Quote Originally Posted by JMA View Post
OK thanks, David.

I guess we get to the question as to whether the British Army actually believe that a soldier can engage in any reasonably intense combat carrying the sort of loads you mention?

As a matter of interest how much water is included in that load you mention?
IMO the U.S. errors with their risk management process/ideology. We went from a primary and alternate (contingency) approach to patrolling to the PACE concept (primary, alternate, contingency, and emergency) sometimes with different equipment for each category (especially for comms). Now add the modern body armor and you have fully suppressed soldier. Our loads were frequently well over a 100lbs without live ammo.

The bottom line is commanders have to learn to assume intelligent risk again and not assume you can mitigate risk by putting an additional 50lbs of light weight gear in the soldier's ruck.

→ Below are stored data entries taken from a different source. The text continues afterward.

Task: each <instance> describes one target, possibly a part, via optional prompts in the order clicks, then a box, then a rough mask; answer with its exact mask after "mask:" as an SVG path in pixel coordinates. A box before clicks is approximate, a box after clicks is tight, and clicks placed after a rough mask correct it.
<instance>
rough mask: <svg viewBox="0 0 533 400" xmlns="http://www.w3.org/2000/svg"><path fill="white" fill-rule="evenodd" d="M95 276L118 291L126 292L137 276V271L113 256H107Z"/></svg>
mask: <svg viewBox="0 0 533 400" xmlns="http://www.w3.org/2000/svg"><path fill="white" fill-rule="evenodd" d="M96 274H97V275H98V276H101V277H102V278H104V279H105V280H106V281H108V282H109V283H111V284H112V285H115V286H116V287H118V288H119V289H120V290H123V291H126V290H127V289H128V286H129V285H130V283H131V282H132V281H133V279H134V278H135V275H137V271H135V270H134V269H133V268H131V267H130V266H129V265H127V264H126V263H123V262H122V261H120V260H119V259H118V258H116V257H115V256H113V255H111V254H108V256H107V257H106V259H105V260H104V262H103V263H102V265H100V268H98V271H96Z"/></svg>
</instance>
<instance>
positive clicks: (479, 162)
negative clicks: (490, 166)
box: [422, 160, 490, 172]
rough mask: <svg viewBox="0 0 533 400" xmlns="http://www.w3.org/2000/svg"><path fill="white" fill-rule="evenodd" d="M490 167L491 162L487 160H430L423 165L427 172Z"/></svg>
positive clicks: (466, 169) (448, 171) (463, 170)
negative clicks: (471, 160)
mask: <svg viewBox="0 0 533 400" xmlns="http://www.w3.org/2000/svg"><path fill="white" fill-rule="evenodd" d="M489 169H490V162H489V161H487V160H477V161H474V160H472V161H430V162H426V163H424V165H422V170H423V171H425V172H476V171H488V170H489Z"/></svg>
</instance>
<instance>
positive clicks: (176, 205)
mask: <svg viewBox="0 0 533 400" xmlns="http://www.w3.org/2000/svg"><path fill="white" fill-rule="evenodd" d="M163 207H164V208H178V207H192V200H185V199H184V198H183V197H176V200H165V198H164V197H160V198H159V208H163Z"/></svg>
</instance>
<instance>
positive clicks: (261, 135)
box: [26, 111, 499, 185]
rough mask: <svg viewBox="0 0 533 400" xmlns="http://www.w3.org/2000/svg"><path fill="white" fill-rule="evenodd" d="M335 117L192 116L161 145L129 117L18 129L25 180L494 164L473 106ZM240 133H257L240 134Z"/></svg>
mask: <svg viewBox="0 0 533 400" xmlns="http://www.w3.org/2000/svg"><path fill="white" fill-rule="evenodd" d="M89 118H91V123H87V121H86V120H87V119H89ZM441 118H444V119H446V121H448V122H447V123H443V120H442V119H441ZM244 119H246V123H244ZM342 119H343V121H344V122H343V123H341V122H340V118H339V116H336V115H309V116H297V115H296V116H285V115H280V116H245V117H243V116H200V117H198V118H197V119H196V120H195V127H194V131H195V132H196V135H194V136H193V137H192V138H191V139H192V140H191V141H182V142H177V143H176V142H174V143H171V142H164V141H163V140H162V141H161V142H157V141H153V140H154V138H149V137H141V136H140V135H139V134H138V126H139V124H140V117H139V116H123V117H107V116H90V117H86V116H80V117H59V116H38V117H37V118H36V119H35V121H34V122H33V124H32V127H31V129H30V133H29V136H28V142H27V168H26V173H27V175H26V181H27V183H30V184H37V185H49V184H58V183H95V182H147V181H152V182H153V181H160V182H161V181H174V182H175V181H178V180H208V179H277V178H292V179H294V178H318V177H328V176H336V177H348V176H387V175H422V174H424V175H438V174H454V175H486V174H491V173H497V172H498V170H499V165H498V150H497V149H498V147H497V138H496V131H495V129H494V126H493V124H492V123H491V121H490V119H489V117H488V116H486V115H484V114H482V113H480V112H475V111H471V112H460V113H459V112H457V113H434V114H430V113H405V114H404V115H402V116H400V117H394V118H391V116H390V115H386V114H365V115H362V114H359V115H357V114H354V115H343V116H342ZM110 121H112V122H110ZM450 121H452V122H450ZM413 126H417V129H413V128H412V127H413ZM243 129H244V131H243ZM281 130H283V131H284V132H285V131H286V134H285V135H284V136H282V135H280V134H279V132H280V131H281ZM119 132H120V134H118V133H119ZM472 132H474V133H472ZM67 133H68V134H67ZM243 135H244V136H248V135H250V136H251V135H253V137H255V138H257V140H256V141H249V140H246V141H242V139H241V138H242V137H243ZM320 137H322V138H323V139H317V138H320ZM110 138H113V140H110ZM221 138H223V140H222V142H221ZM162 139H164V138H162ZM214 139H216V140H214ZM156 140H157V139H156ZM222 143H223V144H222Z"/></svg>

If you're moving behind enemy lines the signature you leave with that type of load a blind man could follow, not to mention the noise, the inability to maneuver (skirmish), etc. I think these loads have an impact our tactics also, and soldiers too quickly default to calling in air strikes to resolve a problem in a situation where it risks collateral damage, because they can't skirmish effectively with the loads they're carrying. I have four forms of comms that I can call in air support with

This is a serious problem that gets talked about a lot, but I have seen little movement to seriously address. The only thing I saw in theory was a walking robot accompanying soldiers carrying their rucks for them. That might work in some situations, but the infantry/SF I grew up in you wanted to avoid being detected if at all possible to enjoy the benefits of surprise (instead of being surprised), and I'm not sure you'll have that with a horse sized robot, but maybe it's quiet if you give it sufficient 3 in 1 oil?